Ben Zhao, a professor at the University of Chicago who has led the team behind a data poisoning tool named Nightshade, says it is meant as a powerful deterrent against disrespect of copyright and intellectual property. When the tool was tested by researchers using Stable Diffusion, it was found that after training on 50 poisoned images, the model began generating dogs with distorted features – the entire concept of ‘dogs’ had been poisoned within the model. After 100 samples, the model began producing cats instead of dogs, and 300 samples later, the cat images were near perfect.

Since Gen AI models cluster similar concepts, Nightshade was also able to trick the model into generating a cat when prompted with words related to a dog, such as “husky” and “wolf”. The same team has also developed a tool called Glaze, which, through a subtle change in the pixels of images, enables artists to mask their personal style and prevent it from being scraped and manipulated by machine-learning models.

The intent behind developing such tools is not to break AI systems; rather, the team hopes its technology can persuade AI training companies to license image data sets, respect crawler restrictions, and conform to opt-out requests.

In the future

If businesses are unable to lawfully train models on freely available materials, it may set back AI technology. A balanced approach would lie in developing legislation to guide development. Also, given the global reach of the internet, ideally, national legislation ought to be modelled on global benchmarks.

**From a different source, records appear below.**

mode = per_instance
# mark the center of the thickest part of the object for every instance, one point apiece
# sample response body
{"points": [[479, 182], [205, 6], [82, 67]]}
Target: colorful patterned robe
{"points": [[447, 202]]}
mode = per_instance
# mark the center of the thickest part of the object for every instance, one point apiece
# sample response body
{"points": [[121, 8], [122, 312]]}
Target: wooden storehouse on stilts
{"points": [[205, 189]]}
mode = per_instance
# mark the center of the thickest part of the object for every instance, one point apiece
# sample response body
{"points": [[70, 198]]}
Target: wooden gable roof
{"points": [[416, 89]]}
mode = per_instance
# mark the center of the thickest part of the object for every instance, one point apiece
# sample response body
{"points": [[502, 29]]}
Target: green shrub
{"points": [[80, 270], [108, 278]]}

The EU’s Artificial Intelligence Act offers a valuable template. Approved by the European Parliament on March 13 2024, and expected to come into force in May or June this year, it emphasises transparency and traceability. From a Gen AI perspective, AI systems must be trained, designed, and developed in such a way that there are state-of-the-art safeguards against the generation of content that violates EU laws. This will include informing users of a tool’s exact functionality. Detailed documentation and the provision of a publicly available summary regarding the use of copyrighted training data, and compliance with stronger transparency obligations, is also necessary. These obligations directly address the infringement of intellectual property rights, particularly copyright.

The Indian government has also announced recently that it is looking to frame a new piece of legislation on AI. Keeping in mind the broader aim of promoting innovation, the law would balance the rights of various parties, including content creators and AI technology enablers such as large language models, the text-generating part of Gen AI.

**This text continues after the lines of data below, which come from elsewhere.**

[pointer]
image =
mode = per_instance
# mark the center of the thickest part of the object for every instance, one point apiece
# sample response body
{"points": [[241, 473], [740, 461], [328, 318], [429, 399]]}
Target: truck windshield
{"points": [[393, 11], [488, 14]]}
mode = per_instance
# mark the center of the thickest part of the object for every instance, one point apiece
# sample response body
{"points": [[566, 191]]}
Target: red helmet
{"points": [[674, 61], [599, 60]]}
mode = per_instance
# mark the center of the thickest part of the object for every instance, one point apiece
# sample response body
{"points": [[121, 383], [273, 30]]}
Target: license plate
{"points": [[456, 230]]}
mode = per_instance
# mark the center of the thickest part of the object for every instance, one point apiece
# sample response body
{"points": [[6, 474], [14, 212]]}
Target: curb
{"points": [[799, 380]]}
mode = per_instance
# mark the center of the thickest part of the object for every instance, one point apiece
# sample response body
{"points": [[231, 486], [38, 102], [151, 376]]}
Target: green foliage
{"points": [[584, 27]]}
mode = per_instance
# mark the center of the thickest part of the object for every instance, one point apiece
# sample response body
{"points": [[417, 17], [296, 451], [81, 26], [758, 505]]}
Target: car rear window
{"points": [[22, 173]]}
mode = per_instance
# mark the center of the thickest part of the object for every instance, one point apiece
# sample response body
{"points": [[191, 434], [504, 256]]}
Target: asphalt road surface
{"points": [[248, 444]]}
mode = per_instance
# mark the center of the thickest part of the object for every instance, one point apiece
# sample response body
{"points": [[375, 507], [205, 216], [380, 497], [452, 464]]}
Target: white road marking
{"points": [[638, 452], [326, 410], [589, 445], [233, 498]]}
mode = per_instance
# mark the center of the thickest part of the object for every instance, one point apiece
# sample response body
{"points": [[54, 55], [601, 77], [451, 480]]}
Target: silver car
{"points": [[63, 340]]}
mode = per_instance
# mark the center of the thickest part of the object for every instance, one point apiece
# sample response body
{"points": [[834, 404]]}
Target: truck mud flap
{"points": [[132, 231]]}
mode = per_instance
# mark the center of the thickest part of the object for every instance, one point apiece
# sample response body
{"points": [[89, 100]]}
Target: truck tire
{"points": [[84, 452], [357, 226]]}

With regard to transformative technologies, the law must scramble to catch up. New AI legislation is one approach. However, answers may also arise from fresh interpretations of existing statutes – a development likely to emerge once courts in different countries start assessing the various lawsuits filed against AI companies.

Meanwhile, businesses can mitigate risk by vetting data sets for permissive licences and seeking indemnities against intellectual property infringement from AI providers wherever possible. They could also consider documenting how an AI model was trained, educate staff to minimise the likelihood of producing infringing outputs, and adopt measures to check for infringements before using outputs.